CLL cells were stimulated with (A) soluble (n=5) or (B-C) immobilised (n=8) anti-IgM in the presence or absence of cerdulatinib (A, 2μM, B, 1μM) or ibrutinib (1μM) for 24h. CCL3 and CCL4 levels were quantified in the supernatant by enzyme-linked immunosorbant assays (ELISA). (D) CLL cells in co-culture with NLC were treated with cerdulatinib (2µM) for 24h followed by the quantification of CCL3/4 and CXCL13 in the culture supernatants (n=5). Bar graphs depict means ± SEM.
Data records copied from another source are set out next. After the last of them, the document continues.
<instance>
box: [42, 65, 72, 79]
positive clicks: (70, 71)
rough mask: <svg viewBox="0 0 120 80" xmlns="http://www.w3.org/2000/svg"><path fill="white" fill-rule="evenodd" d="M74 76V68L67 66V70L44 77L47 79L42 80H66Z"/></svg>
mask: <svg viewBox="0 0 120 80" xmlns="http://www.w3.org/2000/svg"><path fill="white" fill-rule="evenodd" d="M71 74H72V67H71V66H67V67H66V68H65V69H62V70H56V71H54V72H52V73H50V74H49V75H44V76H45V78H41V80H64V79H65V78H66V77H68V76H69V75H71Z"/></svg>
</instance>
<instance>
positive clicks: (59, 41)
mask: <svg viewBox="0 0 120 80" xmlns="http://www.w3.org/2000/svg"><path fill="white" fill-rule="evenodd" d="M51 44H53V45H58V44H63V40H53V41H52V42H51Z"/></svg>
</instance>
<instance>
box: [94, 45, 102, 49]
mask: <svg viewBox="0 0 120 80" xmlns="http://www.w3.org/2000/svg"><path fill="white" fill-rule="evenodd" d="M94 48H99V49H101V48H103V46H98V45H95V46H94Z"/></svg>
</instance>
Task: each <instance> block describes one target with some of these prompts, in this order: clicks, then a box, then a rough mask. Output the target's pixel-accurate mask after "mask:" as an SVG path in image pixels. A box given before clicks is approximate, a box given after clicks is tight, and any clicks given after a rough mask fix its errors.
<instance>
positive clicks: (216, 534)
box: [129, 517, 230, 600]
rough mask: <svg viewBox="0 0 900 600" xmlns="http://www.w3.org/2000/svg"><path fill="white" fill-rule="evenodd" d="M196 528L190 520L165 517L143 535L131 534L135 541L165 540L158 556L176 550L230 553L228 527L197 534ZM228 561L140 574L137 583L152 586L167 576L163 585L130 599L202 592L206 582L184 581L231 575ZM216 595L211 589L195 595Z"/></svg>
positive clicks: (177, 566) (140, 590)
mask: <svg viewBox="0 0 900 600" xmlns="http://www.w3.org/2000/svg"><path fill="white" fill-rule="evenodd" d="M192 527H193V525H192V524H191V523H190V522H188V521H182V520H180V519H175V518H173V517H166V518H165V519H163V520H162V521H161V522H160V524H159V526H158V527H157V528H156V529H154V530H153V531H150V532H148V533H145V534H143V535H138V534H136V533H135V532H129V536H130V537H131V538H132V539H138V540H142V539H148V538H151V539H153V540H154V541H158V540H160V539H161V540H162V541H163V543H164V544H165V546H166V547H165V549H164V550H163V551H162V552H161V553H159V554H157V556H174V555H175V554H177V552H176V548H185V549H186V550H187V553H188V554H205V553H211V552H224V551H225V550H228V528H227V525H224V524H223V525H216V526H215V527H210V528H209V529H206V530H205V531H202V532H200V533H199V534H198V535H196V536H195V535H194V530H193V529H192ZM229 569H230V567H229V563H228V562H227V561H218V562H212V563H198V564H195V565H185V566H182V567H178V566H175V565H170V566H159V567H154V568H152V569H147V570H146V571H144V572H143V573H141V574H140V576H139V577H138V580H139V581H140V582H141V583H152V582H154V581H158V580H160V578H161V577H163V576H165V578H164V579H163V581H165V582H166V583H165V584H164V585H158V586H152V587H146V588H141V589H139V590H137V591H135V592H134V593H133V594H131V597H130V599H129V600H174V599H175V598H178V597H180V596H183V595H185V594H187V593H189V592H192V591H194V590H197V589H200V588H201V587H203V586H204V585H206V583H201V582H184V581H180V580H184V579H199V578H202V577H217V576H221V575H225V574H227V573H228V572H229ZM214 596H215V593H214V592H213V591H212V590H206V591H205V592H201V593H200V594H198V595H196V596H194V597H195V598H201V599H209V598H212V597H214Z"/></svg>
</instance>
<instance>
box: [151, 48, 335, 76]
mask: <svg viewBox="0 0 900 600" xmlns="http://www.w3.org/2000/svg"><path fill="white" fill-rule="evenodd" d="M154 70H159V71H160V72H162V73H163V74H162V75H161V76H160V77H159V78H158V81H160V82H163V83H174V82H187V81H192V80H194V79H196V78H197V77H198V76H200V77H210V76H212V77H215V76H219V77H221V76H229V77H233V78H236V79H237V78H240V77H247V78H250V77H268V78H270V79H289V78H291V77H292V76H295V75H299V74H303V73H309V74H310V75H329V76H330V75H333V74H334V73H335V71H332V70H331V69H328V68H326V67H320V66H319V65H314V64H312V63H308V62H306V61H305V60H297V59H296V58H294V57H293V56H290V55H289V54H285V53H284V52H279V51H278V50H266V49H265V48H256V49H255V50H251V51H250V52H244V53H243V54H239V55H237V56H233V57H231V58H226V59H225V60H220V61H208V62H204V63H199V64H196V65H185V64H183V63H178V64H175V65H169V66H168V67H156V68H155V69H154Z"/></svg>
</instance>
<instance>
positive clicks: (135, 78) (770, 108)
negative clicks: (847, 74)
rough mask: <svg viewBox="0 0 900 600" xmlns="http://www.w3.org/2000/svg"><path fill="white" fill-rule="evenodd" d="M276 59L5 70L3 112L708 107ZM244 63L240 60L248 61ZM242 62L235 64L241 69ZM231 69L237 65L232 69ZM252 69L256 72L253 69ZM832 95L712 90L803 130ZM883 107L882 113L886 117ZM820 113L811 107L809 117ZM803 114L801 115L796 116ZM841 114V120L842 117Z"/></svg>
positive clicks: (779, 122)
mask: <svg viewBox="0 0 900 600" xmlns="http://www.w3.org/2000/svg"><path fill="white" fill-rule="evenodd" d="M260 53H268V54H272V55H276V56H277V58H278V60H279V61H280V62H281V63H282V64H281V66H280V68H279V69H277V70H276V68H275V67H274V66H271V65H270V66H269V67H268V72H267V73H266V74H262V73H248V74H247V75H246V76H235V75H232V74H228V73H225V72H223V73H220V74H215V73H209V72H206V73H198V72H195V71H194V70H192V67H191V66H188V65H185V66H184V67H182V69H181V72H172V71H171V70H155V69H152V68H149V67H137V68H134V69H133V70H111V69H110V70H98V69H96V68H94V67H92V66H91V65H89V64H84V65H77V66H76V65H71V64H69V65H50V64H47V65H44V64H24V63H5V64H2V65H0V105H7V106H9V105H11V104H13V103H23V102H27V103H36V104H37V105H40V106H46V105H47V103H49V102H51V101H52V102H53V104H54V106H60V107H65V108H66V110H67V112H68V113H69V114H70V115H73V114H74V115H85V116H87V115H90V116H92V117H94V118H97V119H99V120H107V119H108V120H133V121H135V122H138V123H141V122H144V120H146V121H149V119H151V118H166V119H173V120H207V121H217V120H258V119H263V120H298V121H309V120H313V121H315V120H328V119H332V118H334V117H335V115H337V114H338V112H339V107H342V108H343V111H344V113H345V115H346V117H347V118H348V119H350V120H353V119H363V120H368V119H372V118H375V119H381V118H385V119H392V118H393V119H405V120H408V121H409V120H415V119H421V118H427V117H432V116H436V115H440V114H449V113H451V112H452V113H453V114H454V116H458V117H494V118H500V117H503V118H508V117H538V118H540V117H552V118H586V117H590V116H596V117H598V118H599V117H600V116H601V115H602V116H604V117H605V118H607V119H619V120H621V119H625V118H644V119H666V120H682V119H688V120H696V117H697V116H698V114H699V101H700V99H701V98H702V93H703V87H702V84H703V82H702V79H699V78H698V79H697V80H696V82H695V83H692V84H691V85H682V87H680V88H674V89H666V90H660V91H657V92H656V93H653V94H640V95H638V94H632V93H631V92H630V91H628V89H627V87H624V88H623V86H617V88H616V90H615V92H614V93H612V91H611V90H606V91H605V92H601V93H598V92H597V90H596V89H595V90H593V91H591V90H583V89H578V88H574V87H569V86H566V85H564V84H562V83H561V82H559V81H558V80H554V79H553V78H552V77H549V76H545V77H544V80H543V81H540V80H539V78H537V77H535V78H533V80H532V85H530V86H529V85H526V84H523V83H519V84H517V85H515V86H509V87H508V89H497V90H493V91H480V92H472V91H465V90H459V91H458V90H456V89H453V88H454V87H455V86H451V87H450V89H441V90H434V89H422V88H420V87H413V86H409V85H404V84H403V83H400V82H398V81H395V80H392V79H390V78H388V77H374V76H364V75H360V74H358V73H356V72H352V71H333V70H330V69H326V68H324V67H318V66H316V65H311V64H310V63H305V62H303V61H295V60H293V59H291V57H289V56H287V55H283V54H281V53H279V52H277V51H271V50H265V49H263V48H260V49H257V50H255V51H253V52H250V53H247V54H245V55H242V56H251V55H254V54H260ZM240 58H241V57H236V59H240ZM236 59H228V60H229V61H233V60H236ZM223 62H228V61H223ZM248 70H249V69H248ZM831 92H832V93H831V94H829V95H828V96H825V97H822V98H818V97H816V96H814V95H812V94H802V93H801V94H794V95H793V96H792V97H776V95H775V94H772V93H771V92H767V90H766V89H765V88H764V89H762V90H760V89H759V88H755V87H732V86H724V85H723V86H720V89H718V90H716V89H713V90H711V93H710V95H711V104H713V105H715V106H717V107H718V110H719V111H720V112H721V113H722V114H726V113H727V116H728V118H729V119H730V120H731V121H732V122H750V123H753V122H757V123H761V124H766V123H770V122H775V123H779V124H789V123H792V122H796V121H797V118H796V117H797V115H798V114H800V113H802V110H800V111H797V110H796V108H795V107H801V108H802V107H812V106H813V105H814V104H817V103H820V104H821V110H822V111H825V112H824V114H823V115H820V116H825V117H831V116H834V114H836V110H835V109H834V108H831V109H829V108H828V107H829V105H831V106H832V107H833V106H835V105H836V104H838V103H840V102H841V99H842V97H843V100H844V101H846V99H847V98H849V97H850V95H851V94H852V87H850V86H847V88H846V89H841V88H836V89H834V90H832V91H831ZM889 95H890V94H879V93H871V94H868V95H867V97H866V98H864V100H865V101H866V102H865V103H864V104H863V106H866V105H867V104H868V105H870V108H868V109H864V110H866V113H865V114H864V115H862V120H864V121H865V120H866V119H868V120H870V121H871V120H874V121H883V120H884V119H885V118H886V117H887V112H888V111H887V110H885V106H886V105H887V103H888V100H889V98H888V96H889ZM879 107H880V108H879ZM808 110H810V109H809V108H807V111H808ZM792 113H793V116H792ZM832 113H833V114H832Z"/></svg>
Figure 3. Regulation of STAT6 phosphorylation, and sIgM and CXCR4 expression by IL-4 and cerdulatinib

CLL cells were treated with cerdulatinib, idelalisib (Idel) or ibrutinib (Ibr) at the stated concentrations for 60mins then stimulated with IL-4 (10ng/ml) for a further 60mins. (A) Phosphorylated STAT6 (pSTAT6), STAT6 and actin were assessed using immunoblotting in a representative sample and (B) summarised (n=8). (C) CLL cells were treated with tofacitinib (JAK3 inhibitor) (CP), and SYK inhibitors fostamatinib (R406) and P505-15 (PRT) prior to IL-4 treatment and immunoblotting performed for pSTAT6, STAT6 and HSC70 in a representative sample. (D,E) CLL cells were incubated with cerdulatinib (1µM) or the JAK1/3 inhibitor tofacitinib (CP) (1µM) for 60mins then with IL-4 (10ng/ml) for a further 23hr. (D) Surface IgM and (E) surface CXCR4 were assessed using flow cytometry. Bar graphs depict means ± SEM

Figure 4. Cerdulatinib induces apoptosis in a concentration, time and caspase dependent manner

(A) CLL cells from 24 different patients were treated with cerdulatinib as indicated for 24, 48 and 72hrs and apoptosis assessed using PI/Annexin V by flow cytometry. Data is % of control (PI/Annexin V negative cells). (B-C) CLL cells were treated with cerdulatinib at the indicated concentrations in the presence or absence of 100µM pan caspase inhibitor ZVAD for 24hr and assessed for (B) PARP and caspase 3 cleavage by immunoblotting or (C) annexin V/PI analysis by flow cytometry. (D-G) Samples were characterised from analysis in (A) by; (D) IGHV mutational status, (E) ZAP-70, (F) CD49d and (G) IgM expression. Bar graphs depict means ± SEM

Figure 5. Cerdulatinib overcomes the protection of CLL cells by conditions which mimic the tumour microenvironment

(A) CLL cells were treated with cerdulatinib (2µM) for 24-48h in the presence or absence of soluble anti-IgM (10µg/ml). Cell viability was determined by propidium iodide and DiOC6 double staining by flow cytometry (n=12) (B) CLL cells were treated with bead immobilised (imm) anti-IgM in the presence or absence of 1 & 3µM cerdulatinib. Viability was assessed by PI/Annexin V staining using flow cytometry (n=8). (C) CLL cells were treated and assessed as indicated in (A) but in the presence or absence of nurse-like cells (NLC) (n=6). (D-E) CLL cells were treated with cerdulatinib or venetoclax in the presence or absence of (D) immobilised anti-IgM or (E) IL-4 (10ng/ml) and CD40L (300ng/ml) for 24h and protein expression of Bcl-X_L, Mcl-1, pSTAT6, HSC70 and Bcl-2 expression evaluated by immunoblotting. Bar graphs depict means ± SEM

Figure 6. Cerdulatinib synergises with Venetoclax to kill CLL cells

CLL cells were incubated with IL-4 (10ng/ml) and CD40L (300ng/ml) for 6h then treated with cerdulatinib and/or venetoclax (ABT-199) as indicated for a further 24hr. Viability was assessed using (A) flow cytometry (PI/Annexin V negative cells) and a representative flow cytometry plot is shown and (B) summarised (n=9) showing % of control (PI/Annexin V negative cells). (C) Synergistic interactions between cerdulatinib and venetoclax were evaluated as indicated and described in the Methods. XY line indicates observed survival=expected survival. Points beneath the line indicate synergistic interactions and points above the line indicate additive interactions.